Plaintiff also alleges that in June 2013, the DOE gave 45 teachers over the age of 40 Unsatisfactory ratings and replaced them with 22 teachers under that age.

Finally, plaintiff alleges that before he was terminated, he raised his complaints with coworkers. Several coworkers agreed with him that Gassaway "treats us old timers like crap," or "doesn't like old timers like you." He also alleges that in 2013, after being demoted to a less important math class, he was told by Assistant Principal Whittingham that Gassaway "doesn't like you because you complain and file grievances, so they transferred you to me."

II

On May 28, 2015, plaintiff filed a claim with the New York State Division of Human Rights ("DHR"), which was then sent to the EEOC as a dual filing. After an *446investigation, his DHR complaint was dismissed on October 30, 2015, and his EEOC complaint was dismissed on December 7, 2015. Plaintiff filed this lawsuit on March 8, 2016.
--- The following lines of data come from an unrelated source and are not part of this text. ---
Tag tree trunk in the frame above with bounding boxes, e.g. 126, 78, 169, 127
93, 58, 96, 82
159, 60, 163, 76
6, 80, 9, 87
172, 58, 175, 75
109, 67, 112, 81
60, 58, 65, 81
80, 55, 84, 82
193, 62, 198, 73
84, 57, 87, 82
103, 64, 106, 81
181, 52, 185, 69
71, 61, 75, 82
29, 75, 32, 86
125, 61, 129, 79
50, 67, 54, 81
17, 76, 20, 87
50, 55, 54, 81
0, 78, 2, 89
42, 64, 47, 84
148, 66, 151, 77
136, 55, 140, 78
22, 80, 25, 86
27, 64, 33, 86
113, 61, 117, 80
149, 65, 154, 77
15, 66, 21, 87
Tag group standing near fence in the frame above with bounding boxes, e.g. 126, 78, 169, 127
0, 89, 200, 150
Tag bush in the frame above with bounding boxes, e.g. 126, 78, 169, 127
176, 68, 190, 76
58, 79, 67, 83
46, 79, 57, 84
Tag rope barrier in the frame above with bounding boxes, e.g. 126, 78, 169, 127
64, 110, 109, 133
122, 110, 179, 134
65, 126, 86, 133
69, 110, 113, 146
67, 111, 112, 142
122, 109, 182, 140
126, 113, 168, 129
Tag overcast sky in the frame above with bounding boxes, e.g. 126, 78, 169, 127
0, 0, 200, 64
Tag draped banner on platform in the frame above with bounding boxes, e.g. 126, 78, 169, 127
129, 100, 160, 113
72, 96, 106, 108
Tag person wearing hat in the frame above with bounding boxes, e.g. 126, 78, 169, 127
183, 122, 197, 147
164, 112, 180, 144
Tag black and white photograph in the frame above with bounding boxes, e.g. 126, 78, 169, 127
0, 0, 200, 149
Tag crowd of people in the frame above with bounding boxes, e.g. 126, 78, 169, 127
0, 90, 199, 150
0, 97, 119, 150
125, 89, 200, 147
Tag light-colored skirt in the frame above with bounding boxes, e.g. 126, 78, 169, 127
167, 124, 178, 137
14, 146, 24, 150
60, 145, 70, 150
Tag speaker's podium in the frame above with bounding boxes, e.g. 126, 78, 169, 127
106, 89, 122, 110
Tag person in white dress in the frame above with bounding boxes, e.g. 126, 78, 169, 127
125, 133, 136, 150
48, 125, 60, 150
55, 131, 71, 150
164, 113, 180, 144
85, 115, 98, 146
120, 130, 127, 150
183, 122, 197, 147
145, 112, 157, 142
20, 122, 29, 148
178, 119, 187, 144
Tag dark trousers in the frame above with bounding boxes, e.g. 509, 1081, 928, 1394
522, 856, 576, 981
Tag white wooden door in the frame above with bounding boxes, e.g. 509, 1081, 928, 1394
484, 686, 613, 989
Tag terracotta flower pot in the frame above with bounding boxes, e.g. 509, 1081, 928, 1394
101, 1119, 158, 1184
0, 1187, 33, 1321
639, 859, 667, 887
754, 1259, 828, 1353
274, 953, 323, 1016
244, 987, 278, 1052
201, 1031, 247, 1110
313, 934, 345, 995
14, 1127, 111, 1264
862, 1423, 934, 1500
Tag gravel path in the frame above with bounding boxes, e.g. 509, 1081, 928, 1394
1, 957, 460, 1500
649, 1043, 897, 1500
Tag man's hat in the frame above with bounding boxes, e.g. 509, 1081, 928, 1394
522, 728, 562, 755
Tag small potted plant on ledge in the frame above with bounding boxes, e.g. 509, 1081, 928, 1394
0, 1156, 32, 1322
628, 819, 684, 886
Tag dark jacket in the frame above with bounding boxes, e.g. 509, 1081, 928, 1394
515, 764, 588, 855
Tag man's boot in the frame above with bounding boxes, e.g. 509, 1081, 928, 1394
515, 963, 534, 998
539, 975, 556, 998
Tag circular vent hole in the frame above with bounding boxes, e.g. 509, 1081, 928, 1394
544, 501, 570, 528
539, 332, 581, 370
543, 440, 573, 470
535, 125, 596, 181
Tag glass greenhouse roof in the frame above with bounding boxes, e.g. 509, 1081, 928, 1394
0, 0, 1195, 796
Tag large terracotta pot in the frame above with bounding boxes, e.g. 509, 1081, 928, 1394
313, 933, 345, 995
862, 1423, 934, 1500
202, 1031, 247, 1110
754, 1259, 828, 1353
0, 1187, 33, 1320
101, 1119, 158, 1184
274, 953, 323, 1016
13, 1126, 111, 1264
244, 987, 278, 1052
Under Federal Rule of Civil Procedure 12(b)(6), a party may move to dismiss a cause of action that "fail[s] to state a claim upon which relief can be granted[.]" Fed. R. Civ. P. 12(b)(6). To survive a motion to dismiss, the complaint must plead "enough facts to state a claim to relief that is plausible on its face," Bell Atl. Corp. v. Twombly , 550 U.S. 544, 570, 127 S.Ct. 1955, 167 L.Ed.2d 929 (2007), and "allow[ ] the court to draw the reasonable inference that the defendant is liable for the misconduct alleged," Ashcroft v. Iqbal , 556 U.S. 662, 678, 129 S.Ct. 1937, 173 L.Ed.2d 868 (2009).

"[W]hile a discrimination complaint need not allege facts establishing each element of a prima facie case of discrimination to survive a motion to dismiss ... it must at a minimum assert nonconclusory factual matter sufficient to 'nudge[ ] [its] claims' ... 'across the line from conceivable to plausible' to proceed." E.E.O.C. v. Port Authority , 768 F.3d 247, 254 (2d Cir. 2014) (citing Swierkiewicz v. Sorema N.A. , 534 U.S. 506, 510, 122 S.Ct.